Генерал Тулинский, обычно живой, эластичный, все готовый примирить человек, явился вскоре в большой приемный зал и поклонился очень приветливо в ответ на сдержанный поклон своих посетителей.
Вид у генерала сейчас был довольно печальный. Бледное, почти зеленоватое лицо говорило, что он не спал всю ночь или страдает сильнейшей коликой желудка. Этому впечатлению еще помогало, что он ежился и подбирался, поднимал нервно плечи с эполетами, втягивал живот, в страдальческой гримасе обнажал испорченные зубы, словом, вертелся, как на угольях.
И заговорил он не сразу. Сперва откашлялся, принял внушительный вид, потом вдруг словно спохватился, изобразил отеческую любезность и благоволение… Словом, нащупывал почву: как себя вести в настоящую необычайную минуту…
Он наравне с другими «честными поляками» убеждал Константина, что не надо уступать. Молодежь и так чересчур своевольна. А показать перед ней слабость, обнаружить наклонность к уступчивости, так выскочки и вовсе сядут на шею…
Этим начальники думали больше укрепить свой авторитет, сделать себя более необходимыми, особенно, если волнения будут продолжаться, как они сами того ожидали.
И вдруг, неизвестно почему, Константин отменил все свои прежние решения, полные твердости, спасительные для дисциплины и сильной власти… Ему, Тулинскому, поручил исполнить то, чего генерал никак не ждал со стороны цесаревича…
Тулинский даже надеялся, что Константин до утра одумается, отменит свое распоряжение, изменит приказ…
Но увы! Настал час, офицеры явились. Отмены не было и приходилось передать им сполна все, как было поручено главнокомандующим.
Генерал приготовил дома начало речи, даже всю ее. Но сейчас она испарилась из головы, как соус со сковородки, слишком накаленной огнем. Остались одни подгорелые хлопья, отрывки слов и мыслей.
А начать надо.
И Тулинский сразу отрезал:
— Господа! Нам всем известны прискорбные случаи, которые общая молва связывает с той карой, которая постигла двух здесь стоящих капитанов, панов Шуцкого и Гавронского. Желая положить конец толкам и успокоить взволнованные умы, его высочество поручил мне в присутствии всего полка принести его извинения в опрометчивости перед теми двумя офицерами, которые должны были встать под ружье. Это именно я теперь и выполняю, господа капитаны Шуцкий и Гавронский. Позвольте узнать: удовлетворены ли вы этим сполна?

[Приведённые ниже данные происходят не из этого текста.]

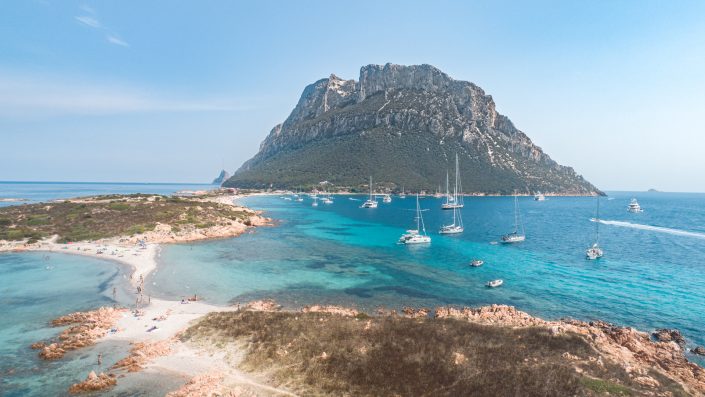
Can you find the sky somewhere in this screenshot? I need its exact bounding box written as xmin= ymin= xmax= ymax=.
xmin=0 ymin=0 xmax=705 ymax=192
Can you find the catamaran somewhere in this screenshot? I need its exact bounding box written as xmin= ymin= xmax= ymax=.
xmin=585 ymin=196 xmax=603 ymax=260
xmin=502 ymin=195 xmax=526 ymax=244
xmin=399 ymin=194 xmax=431 ymax=244
xmin=627 ymin=198 xmax=644 ymax=213
xmin=360 ymin=176 xmax=377 ymax=208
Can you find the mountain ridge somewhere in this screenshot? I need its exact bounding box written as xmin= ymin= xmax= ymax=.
xmin=224 ymin=63 xmax=602 ymax=194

Задавая свой вопрос, генерал ждал, что последует взрыв признательности, который несколько скрасит и его неловкое положение, и всю эту тяжелую сцену, конечно, долженствующую стать известной всей Варшаве, целой Польше.
Но случилось нечто совершенно неожиданное и для него, и для большинства присутствующих.
Выступил капитан Шуцкий и медленно, печально, но отчетливо проговорил:
— Мы оба не можем дать ответа, ваше превосходительство, потому что дело теперь касается всего общества офицеров, вставших на нашу защиту, тяжелой жертвой купивших настоящую минуту нравственного удовлетворения. Оно пускай и дает вам первое свой ответ.
— Что же, господа офицеры, тогда я к вам обращаюсь с тем же, — повторил Тулинский, поворачиваясь ко всем офицерам вообще.
Легким говор прошел по рядам и группам стоящих здесь бледных, взволнованных людей, у которых сейчас не только мундиры, воротники, но даже лица, выражение глаз, невольные жесты были однообразны, почти одинаковы.
— Что ж… Если так… Если он наконец… Извинение, конечно, искупает ошибку. Даже такую тяжкую! — раздались возгласы со всех сторон.